The metrics in this section indicate the extent of high DRAM bandwidth utilization by the system during elapsed time. They include:

  • Average Bandwidth - Average memory bandwidth used by the system during elapsed time.
  • Peak - Maximum memory bandwidth used by the system during elapsed time.
  • Bound - The portion of elapsed time during which the utilization of memory bandwidth was above a 70% threshold value of the theoretical maximum memory bandwidth for the platform.
Some applications can execute in phases that use memory bandwidth in a non-uniform manner. For example, an application that has an initialization phase may use more memory bandwidth initially. Use these metrics to identify how the application uses memory through the duration of execution.

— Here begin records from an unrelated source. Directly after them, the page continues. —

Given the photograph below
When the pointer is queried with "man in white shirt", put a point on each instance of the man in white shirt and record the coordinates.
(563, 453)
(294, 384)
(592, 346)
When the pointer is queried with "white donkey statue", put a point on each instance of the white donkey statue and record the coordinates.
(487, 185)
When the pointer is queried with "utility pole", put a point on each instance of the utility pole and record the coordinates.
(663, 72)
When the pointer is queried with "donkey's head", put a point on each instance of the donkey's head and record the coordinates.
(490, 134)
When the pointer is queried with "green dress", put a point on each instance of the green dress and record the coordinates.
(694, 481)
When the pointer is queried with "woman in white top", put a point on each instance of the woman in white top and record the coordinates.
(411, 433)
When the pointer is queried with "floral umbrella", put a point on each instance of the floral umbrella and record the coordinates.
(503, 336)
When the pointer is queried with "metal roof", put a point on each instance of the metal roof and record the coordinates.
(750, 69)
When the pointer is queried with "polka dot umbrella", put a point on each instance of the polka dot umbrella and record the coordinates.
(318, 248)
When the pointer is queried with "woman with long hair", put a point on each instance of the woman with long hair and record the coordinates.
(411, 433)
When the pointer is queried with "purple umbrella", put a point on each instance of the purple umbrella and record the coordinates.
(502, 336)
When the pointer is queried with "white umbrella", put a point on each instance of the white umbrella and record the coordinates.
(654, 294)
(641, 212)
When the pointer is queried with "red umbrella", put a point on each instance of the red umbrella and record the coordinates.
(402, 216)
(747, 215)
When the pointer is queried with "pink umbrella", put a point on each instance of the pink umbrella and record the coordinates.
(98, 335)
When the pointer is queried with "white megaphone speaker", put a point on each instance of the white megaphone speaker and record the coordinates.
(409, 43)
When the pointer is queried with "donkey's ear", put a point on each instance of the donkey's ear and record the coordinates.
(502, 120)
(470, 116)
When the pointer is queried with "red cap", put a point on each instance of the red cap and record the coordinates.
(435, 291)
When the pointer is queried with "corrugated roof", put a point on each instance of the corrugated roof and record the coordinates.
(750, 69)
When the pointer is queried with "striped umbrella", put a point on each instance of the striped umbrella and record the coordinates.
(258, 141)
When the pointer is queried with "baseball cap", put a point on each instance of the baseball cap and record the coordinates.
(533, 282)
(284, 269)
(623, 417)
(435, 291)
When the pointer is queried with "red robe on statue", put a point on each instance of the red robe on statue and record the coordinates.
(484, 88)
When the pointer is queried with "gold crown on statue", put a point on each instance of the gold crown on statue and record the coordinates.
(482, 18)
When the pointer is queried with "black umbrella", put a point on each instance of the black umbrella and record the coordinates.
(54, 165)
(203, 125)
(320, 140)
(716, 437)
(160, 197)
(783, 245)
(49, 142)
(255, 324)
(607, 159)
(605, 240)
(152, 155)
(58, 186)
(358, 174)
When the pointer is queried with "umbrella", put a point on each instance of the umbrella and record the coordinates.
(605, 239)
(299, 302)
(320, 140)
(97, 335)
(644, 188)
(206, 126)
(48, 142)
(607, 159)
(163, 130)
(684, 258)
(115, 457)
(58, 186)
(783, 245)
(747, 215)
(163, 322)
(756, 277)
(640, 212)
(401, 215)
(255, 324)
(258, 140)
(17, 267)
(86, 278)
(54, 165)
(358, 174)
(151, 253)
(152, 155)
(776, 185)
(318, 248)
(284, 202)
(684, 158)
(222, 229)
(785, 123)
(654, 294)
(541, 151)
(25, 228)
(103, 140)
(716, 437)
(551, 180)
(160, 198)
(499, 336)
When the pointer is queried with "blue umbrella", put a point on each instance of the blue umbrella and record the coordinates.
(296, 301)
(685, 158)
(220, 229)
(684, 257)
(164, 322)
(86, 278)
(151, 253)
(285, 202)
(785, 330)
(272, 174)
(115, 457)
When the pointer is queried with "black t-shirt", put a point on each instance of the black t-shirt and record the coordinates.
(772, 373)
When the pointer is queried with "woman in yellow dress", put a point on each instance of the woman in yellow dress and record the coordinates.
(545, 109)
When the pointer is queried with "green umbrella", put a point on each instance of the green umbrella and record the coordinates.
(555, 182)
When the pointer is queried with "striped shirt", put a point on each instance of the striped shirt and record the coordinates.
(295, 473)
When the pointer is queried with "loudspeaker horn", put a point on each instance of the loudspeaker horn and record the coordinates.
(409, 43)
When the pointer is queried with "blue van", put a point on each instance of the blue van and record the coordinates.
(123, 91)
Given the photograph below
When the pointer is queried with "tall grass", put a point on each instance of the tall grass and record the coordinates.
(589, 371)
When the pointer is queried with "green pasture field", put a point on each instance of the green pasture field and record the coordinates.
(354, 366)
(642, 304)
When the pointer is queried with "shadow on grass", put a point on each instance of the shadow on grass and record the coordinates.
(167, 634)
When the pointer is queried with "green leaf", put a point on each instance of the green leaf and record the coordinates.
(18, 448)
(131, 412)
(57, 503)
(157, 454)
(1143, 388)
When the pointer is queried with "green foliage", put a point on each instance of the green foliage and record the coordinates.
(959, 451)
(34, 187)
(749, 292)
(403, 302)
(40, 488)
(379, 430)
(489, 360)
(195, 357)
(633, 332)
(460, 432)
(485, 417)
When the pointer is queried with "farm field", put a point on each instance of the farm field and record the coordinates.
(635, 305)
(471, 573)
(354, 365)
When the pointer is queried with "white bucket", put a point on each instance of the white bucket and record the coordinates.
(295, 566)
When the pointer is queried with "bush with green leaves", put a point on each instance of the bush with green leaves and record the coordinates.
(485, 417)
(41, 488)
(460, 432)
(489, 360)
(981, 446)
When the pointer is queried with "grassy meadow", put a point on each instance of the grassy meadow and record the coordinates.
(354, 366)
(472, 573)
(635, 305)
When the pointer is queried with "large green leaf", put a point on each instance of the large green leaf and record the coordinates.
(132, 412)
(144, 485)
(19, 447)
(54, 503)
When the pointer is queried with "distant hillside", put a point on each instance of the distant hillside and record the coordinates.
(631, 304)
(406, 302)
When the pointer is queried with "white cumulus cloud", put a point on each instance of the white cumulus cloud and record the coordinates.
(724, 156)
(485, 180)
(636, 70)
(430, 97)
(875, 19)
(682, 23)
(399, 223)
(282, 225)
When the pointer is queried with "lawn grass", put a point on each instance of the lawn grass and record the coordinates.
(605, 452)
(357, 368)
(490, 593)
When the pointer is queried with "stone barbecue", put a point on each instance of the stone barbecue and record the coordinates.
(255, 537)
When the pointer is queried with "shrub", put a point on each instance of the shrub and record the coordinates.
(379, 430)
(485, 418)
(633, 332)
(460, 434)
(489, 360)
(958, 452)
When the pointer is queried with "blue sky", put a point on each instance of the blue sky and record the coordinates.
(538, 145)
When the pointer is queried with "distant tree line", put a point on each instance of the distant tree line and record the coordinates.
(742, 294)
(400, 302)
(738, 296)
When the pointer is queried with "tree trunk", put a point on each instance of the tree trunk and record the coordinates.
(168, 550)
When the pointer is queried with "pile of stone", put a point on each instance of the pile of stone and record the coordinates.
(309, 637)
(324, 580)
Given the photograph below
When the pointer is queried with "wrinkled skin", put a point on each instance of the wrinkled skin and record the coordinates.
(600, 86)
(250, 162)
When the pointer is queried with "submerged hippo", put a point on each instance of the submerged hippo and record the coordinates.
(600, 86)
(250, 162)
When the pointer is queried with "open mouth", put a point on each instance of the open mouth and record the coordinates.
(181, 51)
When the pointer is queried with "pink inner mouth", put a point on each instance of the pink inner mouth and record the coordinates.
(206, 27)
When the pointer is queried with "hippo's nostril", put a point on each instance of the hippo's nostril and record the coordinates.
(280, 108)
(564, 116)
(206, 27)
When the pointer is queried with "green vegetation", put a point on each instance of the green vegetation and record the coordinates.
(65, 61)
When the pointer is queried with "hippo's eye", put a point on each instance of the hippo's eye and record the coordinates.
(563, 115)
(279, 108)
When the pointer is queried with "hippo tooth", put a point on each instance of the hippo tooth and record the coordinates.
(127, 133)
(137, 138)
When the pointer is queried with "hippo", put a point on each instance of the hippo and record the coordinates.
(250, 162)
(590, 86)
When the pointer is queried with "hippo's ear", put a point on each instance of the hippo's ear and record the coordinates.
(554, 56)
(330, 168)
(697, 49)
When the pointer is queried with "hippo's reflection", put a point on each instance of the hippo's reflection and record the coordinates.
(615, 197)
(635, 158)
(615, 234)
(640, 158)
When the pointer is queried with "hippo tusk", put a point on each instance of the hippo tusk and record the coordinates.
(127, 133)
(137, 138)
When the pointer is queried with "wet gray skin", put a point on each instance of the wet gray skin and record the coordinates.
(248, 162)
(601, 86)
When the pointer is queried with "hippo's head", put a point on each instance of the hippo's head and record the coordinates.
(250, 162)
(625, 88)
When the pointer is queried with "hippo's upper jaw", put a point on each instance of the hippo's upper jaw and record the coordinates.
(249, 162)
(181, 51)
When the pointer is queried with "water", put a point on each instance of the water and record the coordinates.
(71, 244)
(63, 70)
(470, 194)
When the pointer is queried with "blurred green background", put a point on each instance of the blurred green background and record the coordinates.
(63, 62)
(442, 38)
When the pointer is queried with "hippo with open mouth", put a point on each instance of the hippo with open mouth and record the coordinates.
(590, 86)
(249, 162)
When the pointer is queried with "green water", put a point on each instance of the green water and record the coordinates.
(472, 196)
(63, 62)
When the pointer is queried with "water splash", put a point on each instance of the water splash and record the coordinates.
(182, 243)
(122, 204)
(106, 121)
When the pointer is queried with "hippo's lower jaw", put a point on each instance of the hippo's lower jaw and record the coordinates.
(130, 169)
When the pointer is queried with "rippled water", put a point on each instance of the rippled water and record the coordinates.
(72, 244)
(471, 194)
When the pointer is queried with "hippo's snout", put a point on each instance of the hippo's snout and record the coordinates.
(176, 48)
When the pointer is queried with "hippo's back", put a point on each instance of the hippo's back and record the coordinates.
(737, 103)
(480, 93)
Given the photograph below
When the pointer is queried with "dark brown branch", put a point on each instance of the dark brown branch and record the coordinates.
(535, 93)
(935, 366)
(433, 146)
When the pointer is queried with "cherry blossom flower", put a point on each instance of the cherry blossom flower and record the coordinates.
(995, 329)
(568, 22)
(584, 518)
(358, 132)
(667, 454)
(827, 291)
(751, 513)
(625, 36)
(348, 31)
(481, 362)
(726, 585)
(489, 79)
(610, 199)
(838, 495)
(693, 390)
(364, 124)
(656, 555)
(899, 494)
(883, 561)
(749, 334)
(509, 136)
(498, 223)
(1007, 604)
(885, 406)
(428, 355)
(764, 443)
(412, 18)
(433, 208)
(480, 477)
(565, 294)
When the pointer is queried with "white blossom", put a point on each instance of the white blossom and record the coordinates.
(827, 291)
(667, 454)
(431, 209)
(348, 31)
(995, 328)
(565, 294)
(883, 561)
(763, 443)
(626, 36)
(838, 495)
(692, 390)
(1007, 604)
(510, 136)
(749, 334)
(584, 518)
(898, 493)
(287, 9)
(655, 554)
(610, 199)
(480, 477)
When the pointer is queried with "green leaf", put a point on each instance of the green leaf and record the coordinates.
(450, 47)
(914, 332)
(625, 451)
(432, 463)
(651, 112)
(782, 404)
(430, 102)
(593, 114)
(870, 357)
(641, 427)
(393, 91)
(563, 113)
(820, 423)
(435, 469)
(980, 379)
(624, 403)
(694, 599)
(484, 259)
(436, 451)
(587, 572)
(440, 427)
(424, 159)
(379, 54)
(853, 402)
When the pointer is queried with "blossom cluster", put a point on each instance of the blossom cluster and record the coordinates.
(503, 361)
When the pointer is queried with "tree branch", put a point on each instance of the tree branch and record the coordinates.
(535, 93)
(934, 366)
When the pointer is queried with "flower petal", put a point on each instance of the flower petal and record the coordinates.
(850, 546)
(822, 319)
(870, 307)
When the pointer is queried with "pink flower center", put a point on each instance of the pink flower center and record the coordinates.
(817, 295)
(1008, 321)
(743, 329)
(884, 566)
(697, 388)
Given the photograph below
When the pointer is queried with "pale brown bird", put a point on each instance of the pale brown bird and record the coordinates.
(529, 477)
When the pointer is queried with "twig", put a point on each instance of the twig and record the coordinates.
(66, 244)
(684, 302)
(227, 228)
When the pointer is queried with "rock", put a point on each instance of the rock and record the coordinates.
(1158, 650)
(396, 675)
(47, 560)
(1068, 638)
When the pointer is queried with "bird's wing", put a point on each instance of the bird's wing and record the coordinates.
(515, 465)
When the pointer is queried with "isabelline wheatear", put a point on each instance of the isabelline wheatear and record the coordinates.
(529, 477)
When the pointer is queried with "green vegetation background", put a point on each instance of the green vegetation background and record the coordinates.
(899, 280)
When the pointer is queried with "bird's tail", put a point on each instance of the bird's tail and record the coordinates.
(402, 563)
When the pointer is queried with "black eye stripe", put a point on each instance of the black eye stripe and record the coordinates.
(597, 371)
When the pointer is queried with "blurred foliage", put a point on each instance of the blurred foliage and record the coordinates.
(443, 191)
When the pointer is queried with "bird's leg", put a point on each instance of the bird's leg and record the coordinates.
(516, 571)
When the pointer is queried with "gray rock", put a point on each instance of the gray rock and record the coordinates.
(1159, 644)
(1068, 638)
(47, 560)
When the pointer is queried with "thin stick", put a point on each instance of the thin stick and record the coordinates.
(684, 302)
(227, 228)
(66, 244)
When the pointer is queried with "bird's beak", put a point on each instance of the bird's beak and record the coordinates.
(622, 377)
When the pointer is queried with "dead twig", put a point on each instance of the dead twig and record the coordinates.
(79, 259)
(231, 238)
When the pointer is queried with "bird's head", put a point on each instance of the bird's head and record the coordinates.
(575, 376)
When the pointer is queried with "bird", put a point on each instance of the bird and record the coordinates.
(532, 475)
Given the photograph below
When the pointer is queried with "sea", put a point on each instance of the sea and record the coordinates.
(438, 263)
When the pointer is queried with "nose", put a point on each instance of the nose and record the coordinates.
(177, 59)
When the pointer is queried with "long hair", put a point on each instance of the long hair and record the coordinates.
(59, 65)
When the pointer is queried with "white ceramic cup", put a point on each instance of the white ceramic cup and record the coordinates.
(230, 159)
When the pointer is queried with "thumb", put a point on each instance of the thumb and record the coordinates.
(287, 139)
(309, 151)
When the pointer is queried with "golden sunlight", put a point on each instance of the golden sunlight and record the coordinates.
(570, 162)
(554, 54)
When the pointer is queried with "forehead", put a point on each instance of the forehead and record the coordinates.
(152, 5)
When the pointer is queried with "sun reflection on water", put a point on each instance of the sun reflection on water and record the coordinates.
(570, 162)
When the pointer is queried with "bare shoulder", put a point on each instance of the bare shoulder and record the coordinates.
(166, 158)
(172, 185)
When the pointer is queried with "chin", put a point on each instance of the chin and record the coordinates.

NUMA: % of Remote Accesses

In non-uniform memory architecture (NUMA) machines, memory requests missing last level cache may be serviced either by local or remote DRAM. Memory requests to remote DRAM incur much greater latencies than those to local DRAM. It is recommended to keep as much frequently accessed data local as possible. This metric indicates the percentage of remote accesses, the lower the better.

Vectorization

The percentage of packed (vectorized) floating point operations. The higher the value, the bigger the vectorized portion of the code. This metric does not account for the actual vector length used for executing vector instructions. As a result, if the code is fully vectorized, but uses a legacy instruction set that only utilizes a half of the vector length, the Vectorization metric is still equal to 100%.

Instruction Mix

This section contains the breakdown of micro-operations by single precision (SP FLOPs) and double precision (DP FLOPs) floating point and non-floating point (non-FP) operations. SP and DP FLOPs contain next level metrics that enable you to estimate the fractions of packed and scalar operations. Packed operations can be analyzed by the vector length (128, 256, 512-bit) used in the application.

FP Arith/Mem Rd Instr. Ratio

This metric represents the ratio between arithmetic floating point instructions and memory read instructions. A value less than 0.5 might indicate unaligned data access for vector operations, which can negatively impact the performance of vector instruction execution.

FP Arith/Mem Wr Instr. Ratio

This metric represents the ratio between arithmetic floating point instructions and memory write instructions. A value less than 0.5 might indicate unaligned data access for vector operations, which can negatively impact the performance of vector instruction execution. The metric value might indicate unaligned access to data for vector operations.

Intel® Omni-Path Fabric Interconnect Bandwidth and Packet Rate

(Available for compute nodes equipped with Intel® Omni-Path Fabric (Intel® OP Fabric) and with Intel® VTune™ Profiler drivers installed)

Average interconnect bandwidth and packet rate per compute node, broken down by outgoing and incoming values. High values close to the interconnect limit might lead to higher latency network communications. The interconnect metrics are available for Intel Omni-Path Fabric when the Intel VTune Profiler driver is installed.

GPU Metrics

This section contains metrics that enable you to analyze the efficiency of GPU utilization within your application.

GPU Accumulated Time

This is the sum total of all times when each GPU stack had at least one thread scheduled.

GPU IPC (Instructions Per Cycle)

This is the average number of instructions per cycle processed by the two FPU pipelines of Intel ®Integrated Graphics.

GPU Stack Utilization

The average portion of time during when at least one GPU XVE thread was scheduled on each GPU stack. This metric is a percentage of the GPU Accumulated Time. This metric has a second-level breakdown by state:

  • XVE Active: The normalized sum of all cycles on all cores spent actively executing instructions.
  • XVE Idle: The normalized sum of all cycles on all cores when no threads were scheduled on a core.
  • XVE Stalled: The normalized sum of all cycles on all cores spent stalled. At least one thread was loaded, but the core remained stalled.

PCIe Metrics

Average bandwidth of inbound read and write operations initiated by PCIe devices. The data is shown for GPU and network controller devices.